Change isn't always a good thing, nor necessary. Likewise some characters, be they Round or Flat, will end a story with much the same personality and traits they began with. These Static Characters can go entire seasons or books without changing or experiencing the Character Development that a more Dynamic Character does.
This is not necessarily a bad thing, as some characters don't need Character Development. A Badass does not have to decay into The Woobie to stay an interesting character—while some consumers may embrace the evolution, others will cry out, "We Want Our Jerk Back!" Such characters are useful in secondary roles, serving as yardsticks against which your central (and Dynamic) character's growth can be contrasted. If you want your Static Character in the central role, just enforce it internally, using a Pygmalion Snapback or a painful collision with Status Quo Is God. Some comedies built around characters whose personalities are set in stone and will not change, whatever happens. For that matter, every Tragedy—no, every tragedy—is built around characters whose personalities are set in stone and will not change, whatever happens.

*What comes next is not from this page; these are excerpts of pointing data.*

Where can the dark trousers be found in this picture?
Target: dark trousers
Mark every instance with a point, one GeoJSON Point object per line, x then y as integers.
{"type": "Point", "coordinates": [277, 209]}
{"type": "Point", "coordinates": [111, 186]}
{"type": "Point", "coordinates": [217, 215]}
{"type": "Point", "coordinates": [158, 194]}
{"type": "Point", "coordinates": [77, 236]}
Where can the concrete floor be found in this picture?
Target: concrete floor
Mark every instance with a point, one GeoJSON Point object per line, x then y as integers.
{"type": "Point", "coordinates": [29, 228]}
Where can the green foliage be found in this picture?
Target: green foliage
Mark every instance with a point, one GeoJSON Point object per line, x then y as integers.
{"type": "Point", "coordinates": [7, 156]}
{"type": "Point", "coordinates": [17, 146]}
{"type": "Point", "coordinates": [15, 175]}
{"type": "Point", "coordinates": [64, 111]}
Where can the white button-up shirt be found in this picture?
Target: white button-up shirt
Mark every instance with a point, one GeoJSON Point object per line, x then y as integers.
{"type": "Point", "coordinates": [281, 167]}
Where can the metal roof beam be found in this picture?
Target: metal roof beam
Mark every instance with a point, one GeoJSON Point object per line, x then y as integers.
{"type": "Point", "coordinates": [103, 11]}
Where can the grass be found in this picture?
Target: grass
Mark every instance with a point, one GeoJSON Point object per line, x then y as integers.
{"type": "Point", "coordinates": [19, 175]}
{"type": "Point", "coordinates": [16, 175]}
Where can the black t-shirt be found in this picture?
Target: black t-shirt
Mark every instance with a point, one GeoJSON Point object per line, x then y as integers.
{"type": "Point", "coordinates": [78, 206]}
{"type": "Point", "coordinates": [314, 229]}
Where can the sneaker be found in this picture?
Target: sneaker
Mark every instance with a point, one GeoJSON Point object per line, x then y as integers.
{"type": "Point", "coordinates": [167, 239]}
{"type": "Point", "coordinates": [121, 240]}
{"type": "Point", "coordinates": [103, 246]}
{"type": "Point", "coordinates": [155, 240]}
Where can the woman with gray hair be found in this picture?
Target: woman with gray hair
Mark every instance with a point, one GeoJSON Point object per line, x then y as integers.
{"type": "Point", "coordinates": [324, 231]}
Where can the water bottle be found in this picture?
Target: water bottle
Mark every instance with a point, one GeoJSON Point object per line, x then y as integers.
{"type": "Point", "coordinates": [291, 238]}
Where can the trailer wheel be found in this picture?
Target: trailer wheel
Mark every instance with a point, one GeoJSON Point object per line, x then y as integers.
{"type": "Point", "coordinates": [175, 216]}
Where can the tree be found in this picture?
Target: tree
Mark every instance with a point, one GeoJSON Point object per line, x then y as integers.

Also note that a Static Character is not by definition boring. Obviously, it helps if you've got a Round Character, as exploring all their pre-existing facets can entertain without requiring character evolution. Furthermore, the introduction of Hidden Depths or an exploration of a Dark and Troubled Past accomplishes similar things; while the character is technically not evolving, the audience's perception of the character very much does. And these characters are ripe for internal conflict, since we already know a fair bit about them.
- Ogami Itto from Lone Wolf and Cub.
- Shu from Now and Then, Here and There is a rare example of a static protagonist. He faces torture, the deaths of several beloved characters at the hands of his friends, and somehow manages to stick to his principles. That he managed to both survive and avoid compromising his core self shows just how Badass he is. Oh, and surviving oodles of torture.
- Sayonara, Zetsubou-sensei is adamant about not giving any of its characters any Character Development whatsoever beyond their one "unique" trait.
- Cowboy Bebop has Ed and Ein, contrasting the more dynamic main trio. Jet is also arguably rather static as he goes through several instances of cleaning up his own past without it affecting his current outlook and lifestyle.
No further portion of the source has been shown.